The UK report, and its subsequent recommendations, are in actuality engaging in a strategy of “anticipation” rather than “resiliency.” They are anticipating that catastrophic harm to the ICT industry will come about (rather than “may”) due to climate change. This despite the fact that we have been dealing with electromagnetic communication for one hundred years, and so far the only true threats to the continuation and expansion of this technology is physical infrastructure development (as in taller buildings that block line-of-site or cause signal attenuation) or solar activity in the form of solar flares.
A true adaption of a “resiliency” would take into account the fantastic evolutionary improvements in WiFi and other telecommunications over the last decade alone and even account for the high probability that WiFi as we know it will not be around by the time the worst-of-the-worst climate change repercussions hit.
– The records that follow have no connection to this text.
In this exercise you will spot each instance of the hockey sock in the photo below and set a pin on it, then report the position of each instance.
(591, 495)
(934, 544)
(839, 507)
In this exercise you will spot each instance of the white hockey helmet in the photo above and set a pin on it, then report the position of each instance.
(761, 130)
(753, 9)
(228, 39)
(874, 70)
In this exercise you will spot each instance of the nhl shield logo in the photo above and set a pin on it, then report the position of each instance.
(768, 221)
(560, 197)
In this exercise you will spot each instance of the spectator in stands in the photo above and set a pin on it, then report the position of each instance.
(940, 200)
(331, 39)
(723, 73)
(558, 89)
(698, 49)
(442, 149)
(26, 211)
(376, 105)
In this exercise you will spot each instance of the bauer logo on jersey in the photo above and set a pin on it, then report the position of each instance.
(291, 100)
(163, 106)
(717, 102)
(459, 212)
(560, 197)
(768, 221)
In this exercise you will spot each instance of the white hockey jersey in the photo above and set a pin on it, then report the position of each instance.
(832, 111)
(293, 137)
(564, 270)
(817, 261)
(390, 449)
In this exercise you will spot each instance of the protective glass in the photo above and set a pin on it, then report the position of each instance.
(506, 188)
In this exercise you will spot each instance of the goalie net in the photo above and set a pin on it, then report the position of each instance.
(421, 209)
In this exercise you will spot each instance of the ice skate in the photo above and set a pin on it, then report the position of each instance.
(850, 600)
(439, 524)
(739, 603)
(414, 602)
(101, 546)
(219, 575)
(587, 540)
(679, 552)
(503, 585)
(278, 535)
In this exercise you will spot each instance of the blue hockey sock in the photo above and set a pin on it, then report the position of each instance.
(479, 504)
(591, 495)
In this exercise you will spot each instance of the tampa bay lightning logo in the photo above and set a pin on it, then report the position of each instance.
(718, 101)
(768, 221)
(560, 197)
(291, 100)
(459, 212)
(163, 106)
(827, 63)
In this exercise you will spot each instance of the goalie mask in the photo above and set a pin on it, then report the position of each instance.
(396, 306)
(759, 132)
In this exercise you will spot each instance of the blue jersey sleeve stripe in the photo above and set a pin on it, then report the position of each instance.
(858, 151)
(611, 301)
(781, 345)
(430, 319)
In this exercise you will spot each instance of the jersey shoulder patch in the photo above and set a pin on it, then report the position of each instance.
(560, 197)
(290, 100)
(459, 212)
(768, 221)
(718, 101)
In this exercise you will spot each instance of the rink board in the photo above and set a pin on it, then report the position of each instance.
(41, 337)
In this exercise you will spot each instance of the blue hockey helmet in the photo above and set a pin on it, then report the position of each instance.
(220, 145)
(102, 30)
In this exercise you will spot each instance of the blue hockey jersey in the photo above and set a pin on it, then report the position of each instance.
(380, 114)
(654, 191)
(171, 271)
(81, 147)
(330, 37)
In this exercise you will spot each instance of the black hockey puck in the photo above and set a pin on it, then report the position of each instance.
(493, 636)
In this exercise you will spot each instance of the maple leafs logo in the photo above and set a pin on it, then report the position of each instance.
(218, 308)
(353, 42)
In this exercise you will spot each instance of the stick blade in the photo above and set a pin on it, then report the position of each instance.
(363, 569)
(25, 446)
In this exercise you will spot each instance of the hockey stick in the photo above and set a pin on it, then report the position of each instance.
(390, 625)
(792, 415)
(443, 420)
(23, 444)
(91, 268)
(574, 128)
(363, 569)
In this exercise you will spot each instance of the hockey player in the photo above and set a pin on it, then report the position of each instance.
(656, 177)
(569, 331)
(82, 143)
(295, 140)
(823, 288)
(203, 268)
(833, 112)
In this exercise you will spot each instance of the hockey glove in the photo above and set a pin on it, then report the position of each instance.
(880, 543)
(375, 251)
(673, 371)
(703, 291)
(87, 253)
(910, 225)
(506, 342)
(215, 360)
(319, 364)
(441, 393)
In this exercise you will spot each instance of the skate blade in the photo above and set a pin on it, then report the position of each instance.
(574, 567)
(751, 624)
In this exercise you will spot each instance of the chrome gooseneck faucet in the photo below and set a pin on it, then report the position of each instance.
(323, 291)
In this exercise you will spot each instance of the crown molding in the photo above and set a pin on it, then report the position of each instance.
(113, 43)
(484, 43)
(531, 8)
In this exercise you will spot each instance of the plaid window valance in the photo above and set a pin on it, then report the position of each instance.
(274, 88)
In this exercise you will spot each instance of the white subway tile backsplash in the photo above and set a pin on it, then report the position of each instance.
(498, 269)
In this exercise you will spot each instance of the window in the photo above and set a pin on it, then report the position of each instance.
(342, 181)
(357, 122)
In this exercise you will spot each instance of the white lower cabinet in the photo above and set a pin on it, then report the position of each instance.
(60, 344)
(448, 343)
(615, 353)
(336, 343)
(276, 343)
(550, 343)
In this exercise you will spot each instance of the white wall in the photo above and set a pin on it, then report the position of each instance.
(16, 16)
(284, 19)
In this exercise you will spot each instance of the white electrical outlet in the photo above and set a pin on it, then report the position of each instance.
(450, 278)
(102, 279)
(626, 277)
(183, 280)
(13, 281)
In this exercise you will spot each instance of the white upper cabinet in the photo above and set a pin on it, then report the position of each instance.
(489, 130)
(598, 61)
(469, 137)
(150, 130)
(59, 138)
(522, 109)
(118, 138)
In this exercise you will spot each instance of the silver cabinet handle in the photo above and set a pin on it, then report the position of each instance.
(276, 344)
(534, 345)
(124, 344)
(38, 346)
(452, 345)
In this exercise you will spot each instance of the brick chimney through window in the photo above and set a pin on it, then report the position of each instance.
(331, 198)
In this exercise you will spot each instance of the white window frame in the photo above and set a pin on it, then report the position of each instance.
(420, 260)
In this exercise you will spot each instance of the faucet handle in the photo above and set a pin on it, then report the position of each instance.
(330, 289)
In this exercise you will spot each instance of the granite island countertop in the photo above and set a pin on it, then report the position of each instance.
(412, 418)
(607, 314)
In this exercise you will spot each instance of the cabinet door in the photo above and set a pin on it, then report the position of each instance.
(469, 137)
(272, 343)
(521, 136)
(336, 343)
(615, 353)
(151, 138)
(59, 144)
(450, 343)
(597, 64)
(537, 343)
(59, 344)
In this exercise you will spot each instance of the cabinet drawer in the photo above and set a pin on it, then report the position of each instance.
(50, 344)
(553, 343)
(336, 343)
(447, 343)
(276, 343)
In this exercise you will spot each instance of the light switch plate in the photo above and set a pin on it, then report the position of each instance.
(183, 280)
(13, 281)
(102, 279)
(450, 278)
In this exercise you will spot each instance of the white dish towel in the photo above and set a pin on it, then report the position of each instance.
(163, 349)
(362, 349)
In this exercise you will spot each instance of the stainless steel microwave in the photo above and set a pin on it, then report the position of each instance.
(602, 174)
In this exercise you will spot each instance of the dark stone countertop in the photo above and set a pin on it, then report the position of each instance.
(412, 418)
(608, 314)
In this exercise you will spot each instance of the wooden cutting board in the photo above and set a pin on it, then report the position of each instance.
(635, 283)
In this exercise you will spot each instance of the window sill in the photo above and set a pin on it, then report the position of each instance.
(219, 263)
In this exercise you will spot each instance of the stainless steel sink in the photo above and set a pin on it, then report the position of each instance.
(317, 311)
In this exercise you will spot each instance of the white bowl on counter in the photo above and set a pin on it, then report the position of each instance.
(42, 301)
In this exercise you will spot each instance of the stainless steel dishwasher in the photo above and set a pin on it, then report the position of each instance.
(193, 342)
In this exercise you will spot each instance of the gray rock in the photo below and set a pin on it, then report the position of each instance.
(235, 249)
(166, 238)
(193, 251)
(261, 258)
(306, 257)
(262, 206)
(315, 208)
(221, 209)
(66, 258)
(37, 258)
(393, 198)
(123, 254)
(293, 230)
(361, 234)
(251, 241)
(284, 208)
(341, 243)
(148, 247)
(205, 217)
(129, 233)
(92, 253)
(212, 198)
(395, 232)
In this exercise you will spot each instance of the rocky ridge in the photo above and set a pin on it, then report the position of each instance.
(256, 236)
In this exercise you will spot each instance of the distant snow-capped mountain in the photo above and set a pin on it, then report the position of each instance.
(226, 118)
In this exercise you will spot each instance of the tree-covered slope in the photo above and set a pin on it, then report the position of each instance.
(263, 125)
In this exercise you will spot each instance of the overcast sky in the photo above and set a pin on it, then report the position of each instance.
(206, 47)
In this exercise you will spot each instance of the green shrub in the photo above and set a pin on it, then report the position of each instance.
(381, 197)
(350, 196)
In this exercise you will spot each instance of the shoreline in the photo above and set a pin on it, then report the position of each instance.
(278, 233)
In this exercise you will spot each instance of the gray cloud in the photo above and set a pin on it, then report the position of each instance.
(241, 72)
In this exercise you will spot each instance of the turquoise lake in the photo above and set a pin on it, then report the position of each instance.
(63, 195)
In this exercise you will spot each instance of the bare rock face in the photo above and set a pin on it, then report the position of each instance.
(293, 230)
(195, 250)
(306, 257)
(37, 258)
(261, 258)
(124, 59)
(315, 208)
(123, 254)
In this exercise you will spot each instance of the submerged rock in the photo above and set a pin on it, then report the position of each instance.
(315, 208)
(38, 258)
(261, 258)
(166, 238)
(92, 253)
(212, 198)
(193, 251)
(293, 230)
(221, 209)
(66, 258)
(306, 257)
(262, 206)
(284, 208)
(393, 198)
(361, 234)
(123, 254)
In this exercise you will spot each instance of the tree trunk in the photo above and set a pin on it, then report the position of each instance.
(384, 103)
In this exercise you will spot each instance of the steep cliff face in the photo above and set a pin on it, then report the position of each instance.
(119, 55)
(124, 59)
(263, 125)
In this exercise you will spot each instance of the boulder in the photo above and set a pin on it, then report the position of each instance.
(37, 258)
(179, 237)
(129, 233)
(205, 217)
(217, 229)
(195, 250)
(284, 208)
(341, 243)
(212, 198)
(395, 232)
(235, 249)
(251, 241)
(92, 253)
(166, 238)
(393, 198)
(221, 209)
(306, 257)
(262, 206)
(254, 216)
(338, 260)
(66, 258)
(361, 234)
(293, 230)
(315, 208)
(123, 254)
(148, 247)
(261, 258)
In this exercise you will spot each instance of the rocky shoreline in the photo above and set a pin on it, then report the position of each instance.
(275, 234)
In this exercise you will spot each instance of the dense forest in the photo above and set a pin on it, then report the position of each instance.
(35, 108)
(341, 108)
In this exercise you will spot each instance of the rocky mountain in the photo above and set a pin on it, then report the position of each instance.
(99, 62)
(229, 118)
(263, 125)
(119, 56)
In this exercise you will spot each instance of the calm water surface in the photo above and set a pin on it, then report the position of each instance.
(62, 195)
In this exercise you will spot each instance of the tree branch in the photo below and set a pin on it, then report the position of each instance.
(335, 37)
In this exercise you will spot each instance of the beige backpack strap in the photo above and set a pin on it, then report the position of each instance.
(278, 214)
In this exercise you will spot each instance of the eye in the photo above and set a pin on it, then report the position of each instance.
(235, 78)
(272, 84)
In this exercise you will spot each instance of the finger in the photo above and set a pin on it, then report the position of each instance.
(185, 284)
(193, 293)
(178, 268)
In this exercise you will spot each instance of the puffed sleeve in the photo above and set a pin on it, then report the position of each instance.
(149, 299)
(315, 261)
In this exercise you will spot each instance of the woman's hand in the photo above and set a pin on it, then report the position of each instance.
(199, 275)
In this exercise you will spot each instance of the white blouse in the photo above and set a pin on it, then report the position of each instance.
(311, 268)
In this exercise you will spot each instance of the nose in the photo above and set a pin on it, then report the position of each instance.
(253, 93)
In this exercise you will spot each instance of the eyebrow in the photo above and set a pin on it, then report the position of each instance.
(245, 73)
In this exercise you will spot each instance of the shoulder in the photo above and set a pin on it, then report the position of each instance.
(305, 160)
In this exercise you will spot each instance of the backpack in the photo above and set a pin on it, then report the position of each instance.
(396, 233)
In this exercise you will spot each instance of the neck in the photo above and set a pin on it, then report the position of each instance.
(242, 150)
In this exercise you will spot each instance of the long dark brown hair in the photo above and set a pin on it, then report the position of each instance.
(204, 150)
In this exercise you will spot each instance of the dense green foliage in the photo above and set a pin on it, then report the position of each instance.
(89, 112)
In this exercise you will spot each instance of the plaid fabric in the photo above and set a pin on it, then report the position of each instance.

Same goes with traditional voice wireless telecommunications. Just check your local newspaper or tech blog for advertisements of 4G networks (3G networks are only 4-5 years old!). Before you know it, we will see improved iterations of today’s network emerge, this will be followed by revolutionary and possibly disruptive advances in communications in the next few decades. And by 2080? Chances are that we won’t even need cell towers; maybe not even fiber optics. (see Adam’s rundown on resiliency for more information)
Innovation moves rapidly, much more rapidly than government regulators. We need to take this into account when considering rulemaking and long-term climate change.
Wireless Fidelity (WiFi for short) has been around for awhile and in very different forms but most consumers are only familiar with a few systems since they came onto the consumer market in the early 2000s. This chart shows the evolution of consumer WiFi (though there are over a dozen other standards that most people don’t know about).
|802.11n||300-600 feet||600mb/s||Multiple I/O|
|WiMax||31 miles||40Mb/s – 1Gb/s||mobile voice/broadband|
The evolution of both wired and wireless technology continue unabated. And as the FCC moves toward opening up more wireless spectrum, companies and researchers will learn how to capitalize on these new airwaves, bringing more mobile broadband to citizens. If warmer temperatures or increased storms pose any threat to the global communications industry, you can bet that it won’t catch the governments and businesses, which have already poured billions of dollars into this investment, by surprise.
The report touches on other parts of the UK infrastructure that no doubt need to be addressed before 2080, such as roads, bridges, dams, airports, etc. This type of physical infrastructure may indeed be more susceptible to floods, hurricanes, tornadoes, etc. (again, assuming that a much worse climate period is heading our way and also that no maintenance or upgrading to this infrastructure is accounted for, again, not very realistic).
But policymakers still need to take into account the probability of massive floods and temperature increases with the cost of regulating against these risks. It’s tempting for government regulators to come to the rescue via economic regulation, but the cost and unintended consequences may very well outweigh any potential benefits. No one can see with crystal clarity just where human technological advancement will take us in the next seven decades, but acknowledging the fact that it exists would be a good start.